The extra capacity is an additional cost, but allows the system to handle spikes in traffic. On the other hand, by sharing instances between multiple users, a remote service can end up costing less than remote sessions if you have enough users enough of the time. Moreover, if you run multiple services in VMs or containers on a common set of shared machines, then you can share the extra capacity too, reducing the overall need.
Ultimately, both remote sessions and remote services require you to manage the complexity of multiple users and managing capacity, but give you different levers for doing so. Services tend to make more sense when you have more users, each requiring a small amount of compute time. But ultimately the decision will depend on a number of factors in the larger context.
Software as a Service (Saas)
Technically, this is a business model that incorporates one of more of the remote compute options above, but it’s important to consider. In this model, a third-party provider of a particular application both makes the decision between remote sessions or remote service, and manages the complexity of each.
The benefits of SaaS are that you don’t need to make these decisions and manage the infrastructure directly. You effectively share the operating costs with all the other customers, potentially including the extra capacity reserved for spikes in usage.
The downside of SaaS may include the extra complexity of having the services run in a different network, though many SaaS platforms have ways of running inside your own (Cloud) network. There’s also the complexity of integrating a SaaS system with the rest of your system, but that’s the same for any other off-the-shelf software.

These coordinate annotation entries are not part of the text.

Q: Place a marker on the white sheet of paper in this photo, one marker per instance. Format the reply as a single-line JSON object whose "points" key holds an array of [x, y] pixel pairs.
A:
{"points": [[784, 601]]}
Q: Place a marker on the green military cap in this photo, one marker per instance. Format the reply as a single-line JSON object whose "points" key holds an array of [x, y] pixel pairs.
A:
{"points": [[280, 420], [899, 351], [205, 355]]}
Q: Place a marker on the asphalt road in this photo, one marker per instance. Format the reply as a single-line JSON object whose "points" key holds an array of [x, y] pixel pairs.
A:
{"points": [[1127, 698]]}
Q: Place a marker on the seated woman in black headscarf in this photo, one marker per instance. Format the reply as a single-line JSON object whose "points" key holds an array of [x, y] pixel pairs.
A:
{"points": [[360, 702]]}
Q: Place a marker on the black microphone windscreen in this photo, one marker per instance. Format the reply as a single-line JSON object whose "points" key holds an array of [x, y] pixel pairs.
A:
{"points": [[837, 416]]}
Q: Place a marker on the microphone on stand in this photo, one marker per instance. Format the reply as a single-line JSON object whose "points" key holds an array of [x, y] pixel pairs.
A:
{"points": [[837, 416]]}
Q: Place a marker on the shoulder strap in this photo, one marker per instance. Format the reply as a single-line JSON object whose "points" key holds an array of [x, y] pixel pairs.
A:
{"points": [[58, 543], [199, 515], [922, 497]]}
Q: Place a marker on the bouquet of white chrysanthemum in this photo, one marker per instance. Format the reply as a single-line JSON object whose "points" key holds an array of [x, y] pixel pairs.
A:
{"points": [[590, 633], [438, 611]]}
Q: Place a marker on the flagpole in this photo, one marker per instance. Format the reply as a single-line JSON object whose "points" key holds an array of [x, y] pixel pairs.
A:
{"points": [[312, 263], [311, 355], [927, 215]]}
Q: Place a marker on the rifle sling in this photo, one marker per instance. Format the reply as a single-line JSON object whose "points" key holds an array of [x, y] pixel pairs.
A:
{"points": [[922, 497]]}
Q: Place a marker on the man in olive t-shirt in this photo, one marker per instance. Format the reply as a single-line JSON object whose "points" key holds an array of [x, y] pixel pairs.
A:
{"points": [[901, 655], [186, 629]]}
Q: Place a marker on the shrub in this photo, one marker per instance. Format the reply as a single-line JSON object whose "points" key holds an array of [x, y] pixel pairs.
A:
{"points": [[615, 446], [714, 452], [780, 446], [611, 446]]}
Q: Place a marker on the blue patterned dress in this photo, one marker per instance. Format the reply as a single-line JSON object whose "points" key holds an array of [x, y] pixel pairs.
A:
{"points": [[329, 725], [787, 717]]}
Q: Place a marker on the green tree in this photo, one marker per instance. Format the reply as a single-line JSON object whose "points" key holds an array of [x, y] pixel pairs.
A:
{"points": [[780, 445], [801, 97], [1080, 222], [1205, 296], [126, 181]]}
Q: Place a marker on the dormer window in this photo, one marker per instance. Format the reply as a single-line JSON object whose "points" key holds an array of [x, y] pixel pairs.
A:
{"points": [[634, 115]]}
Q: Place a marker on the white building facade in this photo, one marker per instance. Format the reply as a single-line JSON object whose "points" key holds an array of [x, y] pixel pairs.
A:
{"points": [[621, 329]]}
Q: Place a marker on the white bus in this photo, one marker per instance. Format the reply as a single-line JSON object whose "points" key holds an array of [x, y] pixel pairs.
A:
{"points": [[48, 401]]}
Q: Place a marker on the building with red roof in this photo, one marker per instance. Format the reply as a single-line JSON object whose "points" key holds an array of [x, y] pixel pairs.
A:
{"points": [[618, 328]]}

Because the SaaS provider decides on the compute option for you, you could argue that it doesn’t matter. But it can have an impact on both the user experience and potentially on your costs, depending on the payment model. So you should consider this when evaluating different options. If you can find a SaaS option that closely matches your requirements and has good integration options (such as a user-accessible REST API), it can often be a better decision than managing the infrastructure yourself.

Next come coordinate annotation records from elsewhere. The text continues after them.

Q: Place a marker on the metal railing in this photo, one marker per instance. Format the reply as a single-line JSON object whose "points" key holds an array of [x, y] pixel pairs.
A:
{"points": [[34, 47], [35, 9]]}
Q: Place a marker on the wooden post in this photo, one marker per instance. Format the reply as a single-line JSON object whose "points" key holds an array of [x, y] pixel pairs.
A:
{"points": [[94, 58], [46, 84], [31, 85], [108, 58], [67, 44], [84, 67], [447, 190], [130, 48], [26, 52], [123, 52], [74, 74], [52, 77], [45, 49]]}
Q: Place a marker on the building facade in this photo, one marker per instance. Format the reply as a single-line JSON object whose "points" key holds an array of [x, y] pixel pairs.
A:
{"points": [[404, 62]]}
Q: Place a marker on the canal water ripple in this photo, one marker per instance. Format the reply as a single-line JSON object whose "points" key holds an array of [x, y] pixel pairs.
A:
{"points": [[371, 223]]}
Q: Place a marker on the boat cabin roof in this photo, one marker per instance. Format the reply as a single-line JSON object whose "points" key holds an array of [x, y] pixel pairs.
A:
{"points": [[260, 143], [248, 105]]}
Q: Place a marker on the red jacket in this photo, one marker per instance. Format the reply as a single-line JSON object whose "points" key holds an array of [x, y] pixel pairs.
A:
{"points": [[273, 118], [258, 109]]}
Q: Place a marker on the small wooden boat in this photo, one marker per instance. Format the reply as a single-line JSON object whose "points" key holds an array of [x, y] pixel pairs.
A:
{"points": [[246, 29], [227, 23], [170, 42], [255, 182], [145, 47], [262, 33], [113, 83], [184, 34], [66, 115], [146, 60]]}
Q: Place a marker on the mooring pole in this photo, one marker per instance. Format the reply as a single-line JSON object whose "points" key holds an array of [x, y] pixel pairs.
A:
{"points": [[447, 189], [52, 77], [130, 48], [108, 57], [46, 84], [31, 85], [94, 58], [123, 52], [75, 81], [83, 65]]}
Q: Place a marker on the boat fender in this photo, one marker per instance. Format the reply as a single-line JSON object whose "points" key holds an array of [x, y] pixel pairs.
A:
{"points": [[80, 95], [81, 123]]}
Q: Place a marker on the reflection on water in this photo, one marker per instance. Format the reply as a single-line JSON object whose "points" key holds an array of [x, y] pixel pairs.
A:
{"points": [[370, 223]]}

Like SaaS, Serverless is a way to have someone else manage your compute infrastructure, which may be based on remote sessions, remote services or a mix of the two. But while a SaaS product manages everything from compute instances to the application, serverless frameworks only manage the instances, allowing you to define the application yourself. It’s “serverless” in the sense that you don’t have to think about the server, even though it’s there under the hood.
This will typically only be an option if you’re building your own custom software. Serverless infrastructure usually makes the most sense as a replacement for a remote service. This usually requires splitting up the service into small pieces – individual API calls – each of which gets deployed separately. There are frameworks that manage deployment as if it were a single service, but this tends to work best for simple applications, to save the overhead of deployment, monitoring, etc. For more complex services, the complexity of splitting your logic into small serverless pieces often outweighs this.

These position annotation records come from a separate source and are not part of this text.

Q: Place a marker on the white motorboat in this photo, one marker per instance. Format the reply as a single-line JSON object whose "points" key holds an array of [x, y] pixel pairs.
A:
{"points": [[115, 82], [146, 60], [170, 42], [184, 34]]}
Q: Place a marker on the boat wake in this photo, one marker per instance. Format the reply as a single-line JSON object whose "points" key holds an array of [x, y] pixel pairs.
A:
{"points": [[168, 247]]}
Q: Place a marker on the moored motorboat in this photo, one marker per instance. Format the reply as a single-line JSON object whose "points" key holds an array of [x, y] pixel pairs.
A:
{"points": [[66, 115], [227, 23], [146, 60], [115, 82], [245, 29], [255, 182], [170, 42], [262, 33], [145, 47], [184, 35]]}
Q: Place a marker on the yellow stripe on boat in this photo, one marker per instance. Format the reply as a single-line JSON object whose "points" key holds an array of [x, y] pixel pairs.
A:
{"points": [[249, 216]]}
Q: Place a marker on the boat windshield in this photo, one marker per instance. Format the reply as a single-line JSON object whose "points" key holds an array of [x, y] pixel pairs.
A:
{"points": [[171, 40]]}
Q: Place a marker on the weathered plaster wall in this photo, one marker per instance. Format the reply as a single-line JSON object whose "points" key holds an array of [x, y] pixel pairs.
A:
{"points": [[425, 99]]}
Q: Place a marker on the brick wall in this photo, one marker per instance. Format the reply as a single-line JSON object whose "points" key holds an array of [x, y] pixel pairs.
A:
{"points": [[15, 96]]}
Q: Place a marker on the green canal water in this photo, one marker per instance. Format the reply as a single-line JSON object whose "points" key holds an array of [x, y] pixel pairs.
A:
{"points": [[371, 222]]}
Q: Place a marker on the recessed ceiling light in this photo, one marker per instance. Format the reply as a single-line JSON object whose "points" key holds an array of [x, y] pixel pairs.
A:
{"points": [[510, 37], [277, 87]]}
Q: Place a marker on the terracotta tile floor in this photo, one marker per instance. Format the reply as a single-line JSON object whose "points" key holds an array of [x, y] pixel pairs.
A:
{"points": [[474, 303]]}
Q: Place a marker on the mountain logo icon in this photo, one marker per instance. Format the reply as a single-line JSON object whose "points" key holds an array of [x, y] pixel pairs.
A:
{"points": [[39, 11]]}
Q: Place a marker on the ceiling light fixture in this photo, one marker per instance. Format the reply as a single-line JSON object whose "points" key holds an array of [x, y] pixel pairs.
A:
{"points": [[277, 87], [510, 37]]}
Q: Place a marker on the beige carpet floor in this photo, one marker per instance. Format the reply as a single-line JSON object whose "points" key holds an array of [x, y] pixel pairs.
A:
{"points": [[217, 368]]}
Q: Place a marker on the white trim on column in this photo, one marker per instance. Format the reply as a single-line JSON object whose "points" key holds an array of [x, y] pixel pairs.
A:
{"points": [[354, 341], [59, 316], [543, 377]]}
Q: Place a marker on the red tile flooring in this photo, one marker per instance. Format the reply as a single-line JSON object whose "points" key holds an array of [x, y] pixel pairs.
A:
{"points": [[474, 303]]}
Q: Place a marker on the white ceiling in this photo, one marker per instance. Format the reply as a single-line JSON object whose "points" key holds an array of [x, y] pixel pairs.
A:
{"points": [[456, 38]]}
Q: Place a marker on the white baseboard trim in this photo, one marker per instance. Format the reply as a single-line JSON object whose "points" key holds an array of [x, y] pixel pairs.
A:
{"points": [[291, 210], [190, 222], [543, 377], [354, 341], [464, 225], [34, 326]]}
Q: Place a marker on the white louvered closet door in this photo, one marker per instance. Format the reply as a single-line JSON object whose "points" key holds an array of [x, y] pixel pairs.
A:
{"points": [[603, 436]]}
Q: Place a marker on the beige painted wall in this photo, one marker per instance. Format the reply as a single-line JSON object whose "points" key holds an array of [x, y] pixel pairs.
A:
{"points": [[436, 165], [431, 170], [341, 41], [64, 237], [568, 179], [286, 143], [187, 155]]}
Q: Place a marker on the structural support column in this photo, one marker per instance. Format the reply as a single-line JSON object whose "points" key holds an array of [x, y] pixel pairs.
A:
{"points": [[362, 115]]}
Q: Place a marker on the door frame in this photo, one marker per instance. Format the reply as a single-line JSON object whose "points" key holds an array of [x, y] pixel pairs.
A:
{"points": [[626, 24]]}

For each block in the grid defined by use case categories and pipeline stages, there are a number of different options for the Compute layer, each with its own pros and cons. For example you could have all compute run locally, along with the control layer. Or you could move some or all of the logic that isn’t directly necessary for the control layer into a remote session or remote service which you can manage yourself or delegate to a SaaS service or Serverless infrastructure. There are a number of factors that feed into all these decisions, and when making them it’s important to think about your organization’s overall software platform rather just the individual use case or pipeline stage.